Biological activity of PEGylated variants in a neutropenia mice model. (A) Schematic depiction of the experimental procedure. CPA denotes cyclophosphamide. (B) Biological activity comparison of commercially available 20 kDa PEGylated G-CSF (standard) and Cys2 variant conjugated with 20 kDa, 30 kDa, and 40 kDa methoxy PEG maleimide in neutropenic mice. Total leucocytic counts (TLC) were determined following a single subcutaneous injection of 40 μg of G-CSF variants. The plots represent a scatter dot plot wherein data are means with SEM for three mice per group.
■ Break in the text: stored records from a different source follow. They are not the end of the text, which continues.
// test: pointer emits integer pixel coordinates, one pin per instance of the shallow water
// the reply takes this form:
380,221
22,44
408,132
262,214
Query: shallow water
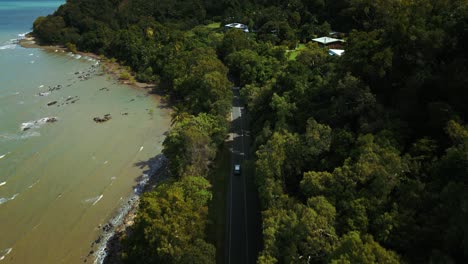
60,180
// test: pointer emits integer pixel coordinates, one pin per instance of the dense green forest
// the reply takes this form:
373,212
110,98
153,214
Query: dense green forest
359,159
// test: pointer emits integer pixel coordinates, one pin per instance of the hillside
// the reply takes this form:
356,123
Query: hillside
360,158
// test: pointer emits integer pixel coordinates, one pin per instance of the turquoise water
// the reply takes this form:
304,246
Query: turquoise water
60,181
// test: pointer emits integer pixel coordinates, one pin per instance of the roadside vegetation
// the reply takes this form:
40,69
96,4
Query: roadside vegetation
361,158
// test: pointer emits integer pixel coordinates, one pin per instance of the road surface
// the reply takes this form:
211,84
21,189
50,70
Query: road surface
243,233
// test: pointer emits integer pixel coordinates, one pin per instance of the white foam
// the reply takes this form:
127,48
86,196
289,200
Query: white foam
35,124
32,185
94,200
5,252
100,197
4,200
8,46
22,35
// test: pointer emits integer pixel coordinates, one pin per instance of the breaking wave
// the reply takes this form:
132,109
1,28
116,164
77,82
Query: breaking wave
4,200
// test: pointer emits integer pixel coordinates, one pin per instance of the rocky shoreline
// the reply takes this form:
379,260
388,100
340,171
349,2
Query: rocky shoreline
109,66
107,246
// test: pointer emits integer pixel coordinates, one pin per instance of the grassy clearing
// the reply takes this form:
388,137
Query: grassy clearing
217,208
214,25
293,54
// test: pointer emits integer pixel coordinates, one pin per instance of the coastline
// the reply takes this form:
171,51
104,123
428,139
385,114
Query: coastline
106,247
Statistical significance was determined using two-way ANOVA multiple comparisons of the data. *indicates a P-value < 0.05, **indicates a P-value < 0.01 and ****indicates a P-value < 0.0001.

FIGURE 5

Characterization of PEGylated G-CSF Cys2 variant. (A) CBB-stained non-reducing SDS-PAGE analysis of purified higher-molecular-weight PEG-conjugated Cys2 variants. (B) Barium iodide-stained gel for purified protein samples to stain specifically PEGylated protein. (C) The MALDI-TOF profile of purified Cys2 variant conjugated to 30 kDa PEG and (D) 40 kDa PEG. (E) Comparison of far UV circular dichroic spectra of Cys2 variant conjugated with different sizes of PEG and commercially available 20 kDa PEGylated G-CSF.

FIGURE 6

Biological activity of half-dose and same-day administration of PEGylated variants. (A) Biological activity profile of half-dose of Cys2 variant conjugated with 40 kDa methoxy PEG maleimide in neutropenic mice. (B) Biological activity profile of Cys2 variant conjugated with 40 kDa methoxy PEG maleimide administered same-day (after 8 h of CPA treatment) and compared with the standard administered, i.e., after 24 h of induction of neutropenia in mice. The plots represent a scatter dot plot wherein data are means with SEM for three mice per group. Statistical significance was determined using two-way ANOVA multiple comparisons of the data. *indicates a P-value < 0.05, **indicates a P-value < 0.01, ***indicates a P-value < 0.001 and ****indicates a P-value < 0.0001.